Varscan bug in somatic filtering

Varscan has a bug in somatic filtering (what is quite unbelievable for me) : If you specify a somatic filter, there are numerous entries in the output which dont pass the somatic filter threshold.

The Fischer-exact test values seem to be correct (not shown here, only checked by hand).

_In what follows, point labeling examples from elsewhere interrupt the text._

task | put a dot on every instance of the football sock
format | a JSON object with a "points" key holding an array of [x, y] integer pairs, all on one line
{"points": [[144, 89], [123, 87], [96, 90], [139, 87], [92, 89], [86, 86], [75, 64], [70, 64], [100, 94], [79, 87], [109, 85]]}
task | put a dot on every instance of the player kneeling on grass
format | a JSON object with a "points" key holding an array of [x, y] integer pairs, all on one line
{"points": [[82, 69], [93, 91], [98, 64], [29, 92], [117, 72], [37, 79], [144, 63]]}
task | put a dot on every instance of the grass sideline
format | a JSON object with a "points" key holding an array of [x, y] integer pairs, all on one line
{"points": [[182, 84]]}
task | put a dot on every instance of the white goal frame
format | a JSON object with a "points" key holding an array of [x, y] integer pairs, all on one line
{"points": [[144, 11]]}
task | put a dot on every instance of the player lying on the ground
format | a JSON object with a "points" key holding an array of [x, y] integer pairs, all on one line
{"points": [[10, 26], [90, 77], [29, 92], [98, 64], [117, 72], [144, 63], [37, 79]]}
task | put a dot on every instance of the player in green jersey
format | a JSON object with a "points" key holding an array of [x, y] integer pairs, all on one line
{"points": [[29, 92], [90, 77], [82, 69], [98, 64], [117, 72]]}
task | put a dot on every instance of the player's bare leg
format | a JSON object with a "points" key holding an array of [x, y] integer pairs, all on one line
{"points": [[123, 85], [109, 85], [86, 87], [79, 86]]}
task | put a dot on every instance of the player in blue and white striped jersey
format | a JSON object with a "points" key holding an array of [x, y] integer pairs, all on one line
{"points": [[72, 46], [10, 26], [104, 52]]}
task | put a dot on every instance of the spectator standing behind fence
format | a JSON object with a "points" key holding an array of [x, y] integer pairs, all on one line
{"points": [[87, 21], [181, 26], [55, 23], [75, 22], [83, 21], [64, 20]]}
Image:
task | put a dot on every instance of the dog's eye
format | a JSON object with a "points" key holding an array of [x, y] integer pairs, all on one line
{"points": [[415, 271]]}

I tested numerous Varscan version, all of them failed.

I'm running Varscan on a 10Mbp long sample section to show the bug


In [2]:
import subprocess
import pandas as pd
from pandas import DataFrame as df

path and tools

In [3]:
#gallus reference
galref="/home/ribli/input/index/gallus/Gallus_gallus.Galgal4.74.dna.toplevel.fa"

#input files
norm_bam="/nagyvinyok/adat83/sotejedlik/dt40/rmdup/DS50_RMdup_picard_realign.bam"
tum_bam="/nagyvinyok/adat83/sotejedlik/dt40/rmdup/DS41_RMdup_picard_realign.bam"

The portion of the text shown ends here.